In the crudest possible terms: in asking for a political ceasefire, PAS is as full of shit as the Kabul airport is currently full of desperate and innocent victims of Taliban barbarism. PAS makes a sport of stoking extremism and an exclusionary religiousness that runs counter to the Federal Constitution at every opportunity. PAS has never been comfortable with the idea that Malaysia is not an ethnic, religious, or linguistic monostate; and has for years fired provocation and insult at non-Malay-Muslim communities from the security of their ethnoreligious battlements; knowing full well that the sedition, racial and religious harmony, and libel laws in this nation are inequitably skewed in their favour. The smokescreen of divinity has given them a dubiously moral high ground on which to stand and demand exemption from scrutiny or rebuke. PAS as an organisation no doubt deserves some further exploration, if nothing else to discover the secret of their boundless, unwarranted self-confidence. The actions of a single PAS minister (Takiyuddin) were ultimately what fell the Mahiaddin government; the state governments they control administrate the states with statistically lower incomes, education levels, diversity in political participation, and women’s rights; and in an upsetting but ultimately unsurprising development they have now (as part of the governmental ruling coalition, no less) received official thanks and congratulations for their particular brand of violent ignorance from the Taliban – and how are they rewarded? 3 Ministers (including rewarding the same Takiyuddin that received a royal rebuke from HM the YDPA for misleading the House with the Ministry of Energy and Natural Resources) and 5 Deputy Ministers. Small wonder they would like everyone to stop pointing out their mistakes and ‘just get on with governing for the rakyat’.

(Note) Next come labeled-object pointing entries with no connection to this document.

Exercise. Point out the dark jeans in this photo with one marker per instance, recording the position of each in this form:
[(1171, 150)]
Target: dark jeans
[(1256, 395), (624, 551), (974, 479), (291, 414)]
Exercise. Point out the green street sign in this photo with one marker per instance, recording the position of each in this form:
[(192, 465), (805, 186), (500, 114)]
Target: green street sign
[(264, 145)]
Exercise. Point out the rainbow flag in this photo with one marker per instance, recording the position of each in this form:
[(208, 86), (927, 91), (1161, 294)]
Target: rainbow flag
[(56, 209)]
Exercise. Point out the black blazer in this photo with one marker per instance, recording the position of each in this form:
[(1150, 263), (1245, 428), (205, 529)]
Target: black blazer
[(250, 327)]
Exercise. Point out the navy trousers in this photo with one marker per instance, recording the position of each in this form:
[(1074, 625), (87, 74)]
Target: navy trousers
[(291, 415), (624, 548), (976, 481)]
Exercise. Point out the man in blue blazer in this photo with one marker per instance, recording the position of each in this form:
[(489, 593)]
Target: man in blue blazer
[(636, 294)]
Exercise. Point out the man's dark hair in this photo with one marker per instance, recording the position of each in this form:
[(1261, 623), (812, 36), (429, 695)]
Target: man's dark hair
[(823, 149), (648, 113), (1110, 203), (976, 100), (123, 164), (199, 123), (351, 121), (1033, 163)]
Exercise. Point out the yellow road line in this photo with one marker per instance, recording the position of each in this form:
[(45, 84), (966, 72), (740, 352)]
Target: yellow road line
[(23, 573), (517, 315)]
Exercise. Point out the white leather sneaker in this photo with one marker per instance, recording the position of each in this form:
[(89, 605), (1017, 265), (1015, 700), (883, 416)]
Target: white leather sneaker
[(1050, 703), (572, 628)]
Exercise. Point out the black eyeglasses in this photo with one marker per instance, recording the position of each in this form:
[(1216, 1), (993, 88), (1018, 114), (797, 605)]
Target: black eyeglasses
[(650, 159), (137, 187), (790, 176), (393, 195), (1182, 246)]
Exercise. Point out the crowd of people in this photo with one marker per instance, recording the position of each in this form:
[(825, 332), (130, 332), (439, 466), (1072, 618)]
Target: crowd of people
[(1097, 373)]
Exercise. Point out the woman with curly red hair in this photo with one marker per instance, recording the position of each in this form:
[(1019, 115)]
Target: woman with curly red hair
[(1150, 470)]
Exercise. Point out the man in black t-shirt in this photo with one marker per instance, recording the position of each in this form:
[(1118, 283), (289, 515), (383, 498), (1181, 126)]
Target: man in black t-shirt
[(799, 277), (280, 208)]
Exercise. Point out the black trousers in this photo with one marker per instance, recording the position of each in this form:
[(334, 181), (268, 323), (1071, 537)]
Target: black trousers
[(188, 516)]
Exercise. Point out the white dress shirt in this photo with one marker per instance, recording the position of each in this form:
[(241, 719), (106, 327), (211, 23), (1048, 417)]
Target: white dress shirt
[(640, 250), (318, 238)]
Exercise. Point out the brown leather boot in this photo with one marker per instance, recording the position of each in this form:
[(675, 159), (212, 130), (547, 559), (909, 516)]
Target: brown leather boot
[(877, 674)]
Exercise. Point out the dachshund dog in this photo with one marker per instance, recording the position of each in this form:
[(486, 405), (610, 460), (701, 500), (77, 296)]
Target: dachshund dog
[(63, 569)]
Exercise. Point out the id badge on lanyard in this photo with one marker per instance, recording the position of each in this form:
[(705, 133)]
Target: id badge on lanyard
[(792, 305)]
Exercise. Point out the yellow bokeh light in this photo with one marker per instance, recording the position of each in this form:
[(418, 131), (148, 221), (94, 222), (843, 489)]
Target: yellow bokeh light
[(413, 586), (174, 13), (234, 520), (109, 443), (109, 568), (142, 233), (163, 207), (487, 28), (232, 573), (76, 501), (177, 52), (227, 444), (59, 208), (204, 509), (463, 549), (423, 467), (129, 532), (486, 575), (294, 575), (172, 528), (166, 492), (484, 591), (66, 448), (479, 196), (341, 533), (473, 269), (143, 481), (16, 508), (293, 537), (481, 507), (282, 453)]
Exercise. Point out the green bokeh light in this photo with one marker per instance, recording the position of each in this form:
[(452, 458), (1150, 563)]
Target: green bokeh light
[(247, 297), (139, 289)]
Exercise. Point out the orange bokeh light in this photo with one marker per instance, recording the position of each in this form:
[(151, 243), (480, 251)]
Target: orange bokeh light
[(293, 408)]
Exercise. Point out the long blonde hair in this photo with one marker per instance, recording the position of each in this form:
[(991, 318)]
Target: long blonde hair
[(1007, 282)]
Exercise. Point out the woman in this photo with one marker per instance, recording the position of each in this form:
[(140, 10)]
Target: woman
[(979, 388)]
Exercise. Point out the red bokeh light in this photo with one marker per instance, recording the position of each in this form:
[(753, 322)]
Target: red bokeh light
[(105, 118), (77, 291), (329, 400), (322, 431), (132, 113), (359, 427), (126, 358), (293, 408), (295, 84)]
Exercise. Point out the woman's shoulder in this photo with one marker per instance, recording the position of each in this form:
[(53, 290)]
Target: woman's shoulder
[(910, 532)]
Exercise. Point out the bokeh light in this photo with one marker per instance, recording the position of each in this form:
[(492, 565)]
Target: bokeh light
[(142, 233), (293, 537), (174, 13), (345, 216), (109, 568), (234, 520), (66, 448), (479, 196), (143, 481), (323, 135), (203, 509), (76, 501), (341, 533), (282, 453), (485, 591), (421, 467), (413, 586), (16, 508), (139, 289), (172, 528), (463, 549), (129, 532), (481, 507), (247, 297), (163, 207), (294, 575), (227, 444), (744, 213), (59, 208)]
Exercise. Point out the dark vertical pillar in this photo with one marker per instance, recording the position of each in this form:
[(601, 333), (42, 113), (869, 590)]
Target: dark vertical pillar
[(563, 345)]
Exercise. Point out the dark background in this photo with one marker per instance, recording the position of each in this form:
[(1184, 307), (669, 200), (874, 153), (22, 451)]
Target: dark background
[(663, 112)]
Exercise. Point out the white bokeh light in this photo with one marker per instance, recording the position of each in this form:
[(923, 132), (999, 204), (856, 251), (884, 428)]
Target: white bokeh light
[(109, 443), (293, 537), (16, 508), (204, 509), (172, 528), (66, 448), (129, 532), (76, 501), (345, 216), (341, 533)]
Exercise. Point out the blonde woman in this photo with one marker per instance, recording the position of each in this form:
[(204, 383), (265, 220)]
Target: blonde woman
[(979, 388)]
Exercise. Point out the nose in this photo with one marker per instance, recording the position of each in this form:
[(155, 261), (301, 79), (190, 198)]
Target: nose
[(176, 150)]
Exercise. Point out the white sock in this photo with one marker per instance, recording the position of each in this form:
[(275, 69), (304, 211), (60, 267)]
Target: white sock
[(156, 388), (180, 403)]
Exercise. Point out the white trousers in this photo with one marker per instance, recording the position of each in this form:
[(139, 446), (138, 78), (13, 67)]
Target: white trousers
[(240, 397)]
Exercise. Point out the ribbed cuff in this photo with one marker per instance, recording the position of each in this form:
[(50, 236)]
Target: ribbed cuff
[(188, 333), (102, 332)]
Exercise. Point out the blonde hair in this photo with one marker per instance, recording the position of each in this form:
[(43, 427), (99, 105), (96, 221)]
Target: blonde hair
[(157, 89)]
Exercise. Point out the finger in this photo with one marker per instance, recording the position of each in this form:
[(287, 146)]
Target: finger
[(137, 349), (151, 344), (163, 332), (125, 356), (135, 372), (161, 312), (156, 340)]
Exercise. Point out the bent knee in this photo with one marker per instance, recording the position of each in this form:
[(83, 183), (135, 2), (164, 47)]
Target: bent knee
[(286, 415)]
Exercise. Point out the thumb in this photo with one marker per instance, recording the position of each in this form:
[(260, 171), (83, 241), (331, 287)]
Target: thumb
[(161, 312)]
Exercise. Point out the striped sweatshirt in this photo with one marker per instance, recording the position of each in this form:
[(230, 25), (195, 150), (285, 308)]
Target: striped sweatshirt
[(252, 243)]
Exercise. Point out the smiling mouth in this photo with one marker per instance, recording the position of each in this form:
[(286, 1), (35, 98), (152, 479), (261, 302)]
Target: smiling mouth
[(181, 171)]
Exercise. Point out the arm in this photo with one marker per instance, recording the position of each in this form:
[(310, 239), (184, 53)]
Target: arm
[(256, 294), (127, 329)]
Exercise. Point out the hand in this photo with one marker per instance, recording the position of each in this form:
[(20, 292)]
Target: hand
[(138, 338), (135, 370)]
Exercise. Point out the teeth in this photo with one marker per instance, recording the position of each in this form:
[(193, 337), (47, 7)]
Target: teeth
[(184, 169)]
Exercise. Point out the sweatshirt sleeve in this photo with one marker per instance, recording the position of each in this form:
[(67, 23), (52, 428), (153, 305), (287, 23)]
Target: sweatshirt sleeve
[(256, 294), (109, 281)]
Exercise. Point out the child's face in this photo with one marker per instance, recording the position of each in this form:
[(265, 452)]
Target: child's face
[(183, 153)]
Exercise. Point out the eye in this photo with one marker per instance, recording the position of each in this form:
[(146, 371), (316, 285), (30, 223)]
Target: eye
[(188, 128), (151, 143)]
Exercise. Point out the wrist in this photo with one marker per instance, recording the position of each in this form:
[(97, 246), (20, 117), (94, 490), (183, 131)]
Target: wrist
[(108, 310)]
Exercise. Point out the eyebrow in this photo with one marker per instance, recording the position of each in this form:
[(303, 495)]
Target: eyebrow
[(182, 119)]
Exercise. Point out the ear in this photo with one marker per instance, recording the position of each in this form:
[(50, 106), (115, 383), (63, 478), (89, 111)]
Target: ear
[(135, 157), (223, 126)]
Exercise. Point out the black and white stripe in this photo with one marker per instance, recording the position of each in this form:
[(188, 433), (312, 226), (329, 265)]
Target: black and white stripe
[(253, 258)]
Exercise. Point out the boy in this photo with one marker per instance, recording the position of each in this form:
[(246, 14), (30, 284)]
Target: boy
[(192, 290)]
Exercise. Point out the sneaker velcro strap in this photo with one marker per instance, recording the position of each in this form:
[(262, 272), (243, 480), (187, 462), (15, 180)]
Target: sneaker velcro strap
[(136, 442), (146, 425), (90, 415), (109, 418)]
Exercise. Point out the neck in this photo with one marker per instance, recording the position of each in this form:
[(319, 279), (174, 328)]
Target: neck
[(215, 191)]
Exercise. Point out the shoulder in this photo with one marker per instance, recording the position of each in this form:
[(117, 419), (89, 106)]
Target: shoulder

When Sabri’s Malaysian Family purports to want to bring the nation back towards “the prosperity we once enjoyed” whilst offering no discernible change in tack or course; the earnestness of the offer comes into serious question. The conception of prosperity favoured by Sabri and his ilk is and always will be at odds with PH’s purported vision of post-racial politics and a pluralistic, broadly secular Federation. The prosperity offered up is not one of widespread opportunity and equitable standards of living – it is one of deeply entrenched, neo-feudal networks of personal, kinship, and ethnic patronage. What is intended is a return to the old order, with all the structural inequities that go along with it; but with a new coat of democratic paint and feigned accountability. The Opposition would be wise to treat with utter skepticism any offer of bipartisanship forwarded by this new Prime Minister – they can and should be certain that their voters will.